Superfund Research Program
Nanomaterial Design for Environmental Health and Safety
Project Leader: Robert H. Hurt
Grant Number: P42ES013660
Funding Period: 2009-2020
The Nanomaterial Design for Environmental Health and Safety Project, uses the modern toolkit of ultrasmall materials to develop technologies to reduce adverse human health effects of pollutants. During this period, the researchers continued to use new sheet-like or "2D" materials to create barrier layers for clothing or devices that protect indoor spaces or humans from toxicants.

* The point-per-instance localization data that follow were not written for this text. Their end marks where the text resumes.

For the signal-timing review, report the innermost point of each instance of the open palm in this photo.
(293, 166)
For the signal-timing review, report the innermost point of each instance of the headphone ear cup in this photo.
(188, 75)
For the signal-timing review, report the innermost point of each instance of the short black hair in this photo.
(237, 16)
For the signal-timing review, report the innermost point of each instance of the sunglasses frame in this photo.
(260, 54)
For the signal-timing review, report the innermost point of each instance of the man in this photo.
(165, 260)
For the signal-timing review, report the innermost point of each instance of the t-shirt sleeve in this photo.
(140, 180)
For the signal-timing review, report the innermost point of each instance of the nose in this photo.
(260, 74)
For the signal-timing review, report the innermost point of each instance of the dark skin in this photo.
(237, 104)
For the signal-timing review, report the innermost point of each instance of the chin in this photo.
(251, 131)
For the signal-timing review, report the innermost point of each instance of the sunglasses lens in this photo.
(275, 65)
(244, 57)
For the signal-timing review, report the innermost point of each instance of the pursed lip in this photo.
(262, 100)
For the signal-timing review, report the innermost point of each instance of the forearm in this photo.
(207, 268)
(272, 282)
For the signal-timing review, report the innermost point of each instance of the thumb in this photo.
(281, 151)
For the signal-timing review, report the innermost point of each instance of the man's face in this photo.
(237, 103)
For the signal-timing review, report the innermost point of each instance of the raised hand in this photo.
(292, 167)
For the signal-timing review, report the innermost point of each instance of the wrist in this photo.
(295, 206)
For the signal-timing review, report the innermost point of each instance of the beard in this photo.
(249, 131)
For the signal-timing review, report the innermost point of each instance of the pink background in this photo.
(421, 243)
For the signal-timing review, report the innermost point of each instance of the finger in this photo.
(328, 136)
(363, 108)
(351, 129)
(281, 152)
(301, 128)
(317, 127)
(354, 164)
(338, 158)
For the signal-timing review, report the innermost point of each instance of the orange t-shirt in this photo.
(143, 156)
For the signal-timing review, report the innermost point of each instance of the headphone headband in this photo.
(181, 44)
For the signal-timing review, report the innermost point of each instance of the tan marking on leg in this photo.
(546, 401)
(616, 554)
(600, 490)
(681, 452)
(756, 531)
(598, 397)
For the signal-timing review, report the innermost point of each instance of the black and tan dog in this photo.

The researchers published a scientific article describing their recent work on the development of films that are both protective and "breathable", allowing the wearer to perspire and regulate body temperature. The barriers were tested and show promise against the important toxicant trichloroethyelene, and were found to have ultrahigh water breathability relative to competing technologies. The researchers also developed a method to make these films stretchable for improved robustness and wearability in fabrics and personal protective equipment.
The researchers also worked to understand the health implications of 2D materials, and learn the rules of safe material design. The researchers studied the biodegradation of 2D sheet-like materials after inhalation into the human lung, which is a key material property determining its hazard or safety. The researchers found that both molybdenum disulfide nanosheets and molybdenum trioxide nanoribbons undergo degradation and dissolution under lung-relevant conditions and produce soluble products of low hazard. This finding helps inform the safe design, selection, manufacture, and incorporation of new sheet-like materials into devices and consumer products.